What does this have to do with philanthropy? First, a bit of history. In 1965, the Council on Foundations, a membership organization for foundations and corporate giving programs, had 244 organizational members. By the 1970s, professional philanthropy began getting traction, and it became possible for professionals to have a career in private philanthropy. Today the council’s membership stands at 1,700 worldwide, and its operating budget is $17.8 million.
To help inform best practices as the field grew, in 1980 the council developed a formal statement of principles and practices of effective grantmaking. Providing guidelines for effective governance, transparency, and respectful relationships with applicants and grantees, the landmark document created new expectations for private philanthropy’s public accountability. (The Minnesota Council on Foundations was the first regional association to adopt Principles for Grantmakers, in the early 1990s.)
Since then individual philanthropies have gone further, creating ethics codes for their program officers and staff. The Kresge Foundation, based in Troy, Michigan, (now led by former Minneapolitan Rip Rapson), posts its Grantmaker Guidelines on the web. The guidelines commit foundation staff to timely communication (an oft-cited problem with foundations) and to being “respectful of applicants’ agendas and priorities.” However, philanthropy’s ethics codes are far less strict than those of most journalism organizations. The comparisons are worth exploring.

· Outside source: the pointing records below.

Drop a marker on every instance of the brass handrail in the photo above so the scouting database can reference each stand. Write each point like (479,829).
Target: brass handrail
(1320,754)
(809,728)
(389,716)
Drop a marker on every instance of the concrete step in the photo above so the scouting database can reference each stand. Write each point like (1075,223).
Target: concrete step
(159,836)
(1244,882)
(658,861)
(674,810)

Both operate effectively only when the public trusts their institutions, and both receive special legal treatment (journalists have constitutional protections under the First Amendment, and foundations are tax-exempt).
Both professions are gatekeepers for limited community resources—in one case dollars, in the other column-inches or airtime. Both must be open to new ideas, whatever the source, perspective, or agenda, and both should be able to sniff out the difference between proposed agendas and realistic outcomes.

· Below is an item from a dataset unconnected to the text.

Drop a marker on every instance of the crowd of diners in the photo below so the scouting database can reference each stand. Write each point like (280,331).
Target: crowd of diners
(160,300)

Public trust in any institution relies on our perception of its ethical principles. Public trust in journalism and in non-governmental organizations is falling. Much of the general public questions journalism’s adherence to fairness, accuracy, and balance—the profession’s ethical foundations. For philanthropy, are existing ethics codes strong enough to instill public trust in our increasingly polarized society? “Activists can and often do reveal the truth, but the primary objective remains winning the argument,” says Carr. Is activism in foundations an equally blinding force in determining who wins the money?
There’s no easy line to draw for philanthropy, no absolute measure of whether an unhelpful activism has overtaken the grantmaking process. It’s worth reflecting on this subject and reviewing the practices of leading journalism organizations for insight, admitting first that journalism ethics are themselves a contentious subject. That said, they do provide the public with a standard against which news practices can be assessed.

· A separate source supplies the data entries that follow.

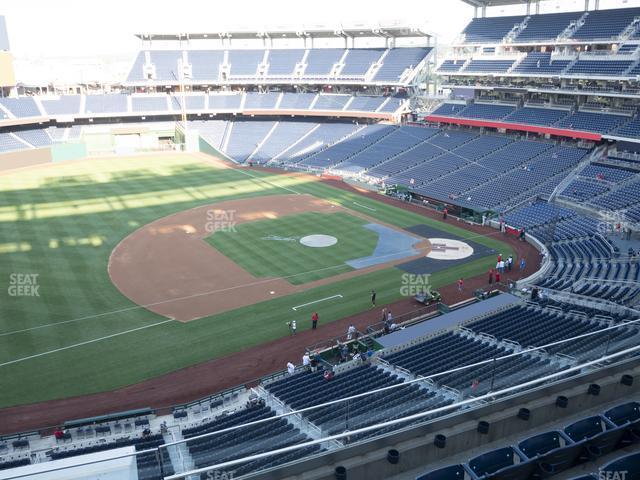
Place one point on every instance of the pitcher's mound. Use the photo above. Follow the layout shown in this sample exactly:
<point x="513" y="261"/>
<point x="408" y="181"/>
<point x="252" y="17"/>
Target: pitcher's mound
<point x="318" y="241"/>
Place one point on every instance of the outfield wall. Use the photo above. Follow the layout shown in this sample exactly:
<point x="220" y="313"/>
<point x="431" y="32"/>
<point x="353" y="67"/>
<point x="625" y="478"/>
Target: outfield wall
<point x="42" y="156"/>
<point x="25" y="158"/>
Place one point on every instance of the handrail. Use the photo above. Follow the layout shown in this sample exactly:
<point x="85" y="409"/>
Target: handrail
<point x="489" y="396"/>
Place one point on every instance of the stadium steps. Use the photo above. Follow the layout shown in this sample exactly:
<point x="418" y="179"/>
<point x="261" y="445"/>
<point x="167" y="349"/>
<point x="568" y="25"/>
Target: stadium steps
<point x="624" y="183"/>
<point x="179" y="454"/>
<point x="572" y="28"/>
<point x="329" y="145"/>
<point x="293" y="145"/>
<point x="375" y="67"/>
<point x="573" y="175"/>
<point x="21" y="140"/>
<point x="363" y="150"/>
<point x="387" y="100"/>
<point x="263" y="141"/>
<point x="474" y="162"/>
<point x="504" y="174"/>
<point x="391" y="159"/>
<point x="349" y="102"/>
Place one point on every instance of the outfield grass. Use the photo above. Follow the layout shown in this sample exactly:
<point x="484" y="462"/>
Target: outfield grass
<point x="62" y="224"/>
<point x="252" y="245"/>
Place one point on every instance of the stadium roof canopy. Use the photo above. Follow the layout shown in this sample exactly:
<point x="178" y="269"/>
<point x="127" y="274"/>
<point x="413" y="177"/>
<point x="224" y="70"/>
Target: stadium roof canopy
<point x="304" y="32"/>
<point x="503" y="3"/>
<point x="496" y="3"/>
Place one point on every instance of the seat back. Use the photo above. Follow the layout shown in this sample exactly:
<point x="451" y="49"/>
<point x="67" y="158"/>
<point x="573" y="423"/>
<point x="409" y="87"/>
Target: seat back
<point x="627" y="412"/>
<point x="585" y="428"/>
<point x="540" y="444"/>
<point x="518" y="471"/>
<point x="561" y="459"/>
<point x="605" y="442"/>
<point x="493" y="461"/>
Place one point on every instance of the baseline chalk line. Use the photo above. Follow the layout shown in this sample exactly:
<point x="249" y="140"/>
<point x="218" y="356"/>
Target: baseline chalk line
<point x="315" y="301"/>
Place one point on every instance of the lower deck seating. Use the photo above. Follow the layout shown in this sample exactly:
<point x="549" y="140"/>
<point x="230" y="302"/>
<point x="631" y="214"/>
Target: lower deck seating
<point x="243" y="441"/>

Consider these excerpts. “No significant strand of thought is knowingly unreflected or underrepresented,” states the BBC’s statement of editorial values. “Journalists should not take part in public relations workshops that charge admission or imply privileged access,” says the New York Times. “No one may wear campaign buttons or display any sign of political partisanship while working for our company inside or outside the office,” the Times continues. “Journalists do not take part in politics. . . . They may not give money to any political candidate or election cause or raise money for one.” How many philanthropies hold staff and trustees to these standards of impartiality?
In fact, nonprofits and foundations are increasingly involved in advocacy causes. The tax code permits this involvement within limits (and among nonprofit associations, it is strongly encouraged). I am not suggesting that nonprofits relinquish their role in informing public policy. What I am saying is that there is a relationship between earning public trust and the public’s growing cynicism toward and distrust of activism when it is disguised as impartiality. I’m drawing a comparison between scrutiny of breaches in the published ethical standards of journalists and the lack of more detailed ethical codes in philanthropy.
Such comparisons can lead to important discoveries about who is present and who is left out when we set the philanthropic table. Today society views objectivity as an unattainable stance: Each of us carries biases of which we are more and less aware. Ethical practice in philanthropy, as well as in journalism, means examining our biases, and exploring the terrain of impartiality. Carr’s column is a great starting point for the conversation.